To this end, of learning about the culture, both Elena (and Oliver) had some useful skills.  Being Swiss, they spoke three languages -- French, German and Italian.  Indeed, one gets the sense that if Oliver did not speak French, the whole opportunity of driving a truck from French/Arabic speaking Algiers to French/Arabic speaking Mali (presumably for some profit) would not have even come up.  And since many/most people in Algeria speak both French and Arabic, the search for parts to fix the truck was not and out-and-out impossibility.  But here Elena comes to really shine.  Most of those residents from the town who had gone to Europe to work were working in France, Italy or Germany.  Indeed Elena's knowledge of Italian helped her help a wife of one of these workers communicate with one of his bosses in Italy when she got a message that he had gotten hurt in some way.  As a result of her interest/helpfulness, the women in the town come to adopt her.

And this becomes all the more interesting as a lot of those women who adopted Elena as one of their own wore headscarves (and therefore one would expect them to be rather "conservative").  But this was also taking place in Algeria.  Some of the women _did not_ wear headscarves and presumably ALL/MOST of them had relatives who did not.  Indeed, one of the women that Elena meets had a head-scarfless cousin who was returning/visiting from (as it was presented, almost) "hippie liberal Algiers."  In any case, it's another reminder to us here in the West that the Moslem world is far more diverse/complex than at times we may assume that it is.

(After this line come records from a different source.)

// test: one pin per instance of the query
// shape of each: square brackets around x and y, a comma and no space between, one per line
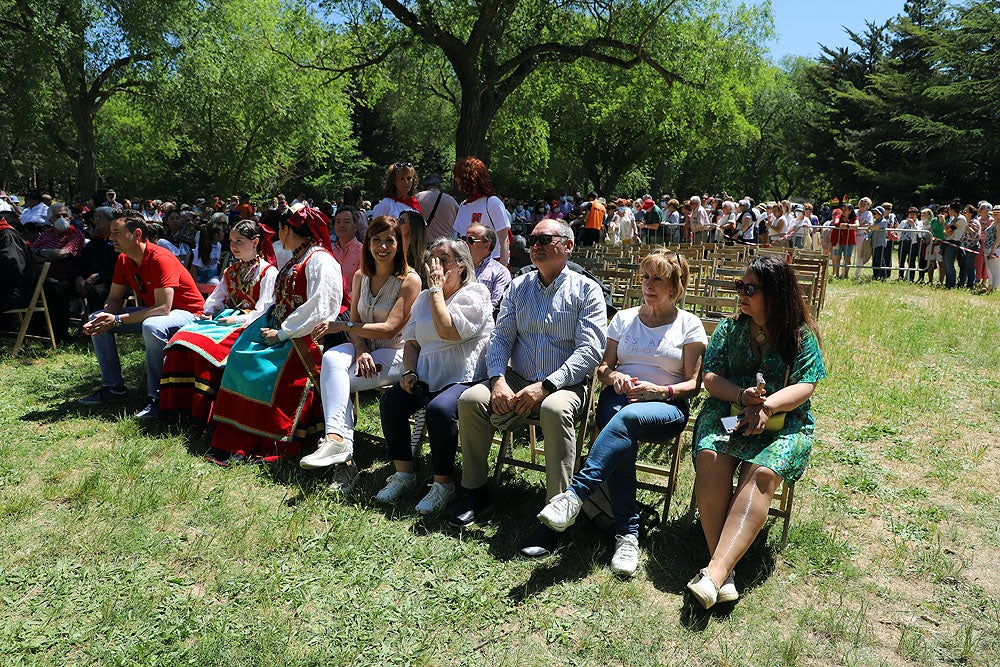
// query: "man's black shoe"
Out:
[541,543]
[476,504]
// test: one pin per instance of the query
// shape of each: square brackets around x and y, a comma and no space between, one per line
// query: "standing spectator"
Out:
[699,220]
[482,205]
[35,212]
[440,207]
[95,265]
[59,243]
[991,249]
[971,243]
[878,236]
[550,335]
[491,273]
[909,248]
[593,226]
[954,231]
[169,298]
[865,220]
[111,200]
[397,193]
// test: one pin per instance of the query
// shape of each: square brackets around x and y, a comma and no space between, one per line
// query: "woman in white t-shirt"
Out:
[481,205]
[650,370]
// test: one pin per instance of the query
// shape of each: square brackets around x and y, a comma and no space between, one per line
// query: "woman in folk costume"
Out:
[268,404]
[196,355]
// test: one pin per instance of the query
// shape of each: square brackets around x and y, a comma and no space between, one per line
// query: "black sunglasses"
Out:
[544,239]
[746,289]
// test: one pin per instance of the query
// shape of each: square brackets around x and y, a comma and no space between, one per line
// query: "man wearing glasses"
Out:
[493,274]
[550,334]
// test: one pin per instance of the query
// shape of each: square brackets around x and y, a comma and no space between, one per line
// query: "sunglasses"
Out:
[746,289]
[543,239]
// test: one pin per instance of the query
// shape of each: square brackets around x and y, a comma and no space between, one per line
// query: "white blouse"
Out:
[324,291]
[443,362]
[216,302]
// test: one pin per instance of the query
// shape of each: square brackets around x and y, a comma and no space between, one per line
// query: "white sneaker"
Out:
[436,499]
[626,558]
[562,510]
[329,452]
[397,484]
[728,592]
[345,476]
[704,589]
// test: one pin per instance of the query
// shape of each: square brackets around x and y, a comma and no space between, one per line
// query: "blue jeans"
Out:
[156,331]
[949,253]
[395,409]
[613,454]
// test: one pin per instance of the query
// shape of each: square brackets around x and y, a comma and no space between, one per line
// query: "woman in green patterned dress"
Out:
[773,336]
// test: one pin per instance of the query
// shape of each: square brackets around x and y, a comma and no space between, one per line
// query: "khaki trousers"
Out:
[557,415]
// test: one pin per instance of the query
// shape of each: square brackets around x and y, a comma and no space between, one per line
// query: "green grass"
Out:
[121,546]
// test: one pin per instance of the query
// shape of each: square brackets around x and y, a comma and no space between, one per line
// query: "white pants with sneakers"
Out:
[338,380]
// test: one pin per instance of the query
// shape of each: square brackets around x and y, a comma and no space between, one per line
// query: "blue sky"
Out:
[802,25]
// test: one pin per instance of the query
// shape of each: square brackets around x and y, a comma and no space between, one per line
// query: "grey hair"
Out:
[488,232]
[462,256]
[54,210]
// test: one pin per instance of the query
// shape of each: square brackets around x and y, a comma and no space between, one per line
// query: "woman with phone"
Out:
[763,365]
[444,354]
[382,292]
[650,369]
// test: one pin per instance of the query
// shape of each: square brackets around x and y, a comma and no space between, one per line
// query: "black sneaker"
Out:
[476,504]
[105,395]
[150,412]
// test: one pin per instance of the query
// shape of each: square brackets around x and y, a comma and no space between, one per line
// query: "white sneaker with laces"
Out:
[562,510]
[328,453]
[436,499]
[396,485]
[345,476]
[728,592]
[626,558]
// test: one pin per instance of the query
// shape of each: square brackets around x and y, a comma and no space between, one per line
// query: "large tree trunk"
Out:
[476,113]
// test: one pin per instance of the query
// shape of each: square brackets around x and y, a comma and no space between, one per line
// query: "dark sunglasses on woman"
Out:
[746,289]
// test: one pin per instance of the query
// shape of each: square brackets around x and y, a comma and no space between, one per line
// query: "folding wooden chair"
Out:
[37,304]
[535,451]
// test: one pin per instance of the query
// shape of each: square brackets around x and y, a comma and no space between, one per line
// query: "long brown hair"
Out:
[381,224]
[785,309]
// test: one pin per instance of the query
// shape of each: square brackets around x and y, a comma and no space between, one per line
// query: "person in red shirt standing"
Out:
[594,224]
[169,299]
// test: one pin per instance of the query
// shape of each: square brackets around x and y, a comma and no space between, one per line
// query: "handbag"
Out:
[775,422]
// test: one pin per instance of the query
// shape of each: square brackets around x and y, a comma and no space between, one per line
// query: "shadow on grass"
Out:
[677,551]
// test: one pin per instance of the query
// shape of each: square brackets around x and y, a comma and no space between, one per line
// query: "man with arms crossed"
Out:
[169,298]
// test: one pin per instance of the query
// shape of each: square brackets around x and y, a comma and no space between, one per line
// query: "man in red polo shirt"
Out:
[169,297]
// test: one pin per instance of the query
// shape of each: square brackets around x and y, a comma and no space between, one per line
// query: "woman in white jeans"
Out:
[991,250]
[381,296]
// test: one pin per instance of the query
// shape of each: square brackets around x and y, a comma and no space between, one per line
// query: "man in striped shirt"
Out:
[550,334]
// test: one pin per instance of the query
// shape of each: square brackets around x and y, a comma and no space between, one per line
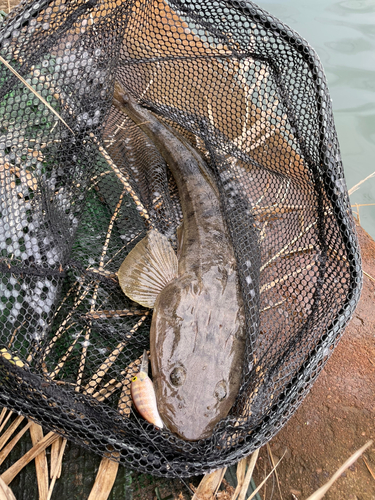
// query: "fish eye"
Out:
[177,376]
[221,390]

Finally, someone like me, a Catholic priest, certainly would notice the "lifestyle arrangement" of the unmarried central couple in the story, Elena and Oliver.  And here I would honestly note that it should not surprise _anyone_ what more or less obviously happens to this couple as the story plays out.  It would seem that they had been together only for "the adventure" of it all (symbolized by their "driving a truck through Africa").  And while things went well, they were happy together.  When "the truck broke down" however ... well ... and why would anybody be surprised?

So theirs was a "lifestyle choice" that wasn't exactly thought-through.  Now we could choose to live life in a manner that is "not thought through" / "not serious" but at some point ... one has to say that kind of "lifestyle choice" becomes rather shallow.   We're called to be more than merely "shallow..."

Still, what a well-done and thought-provoking film regardless!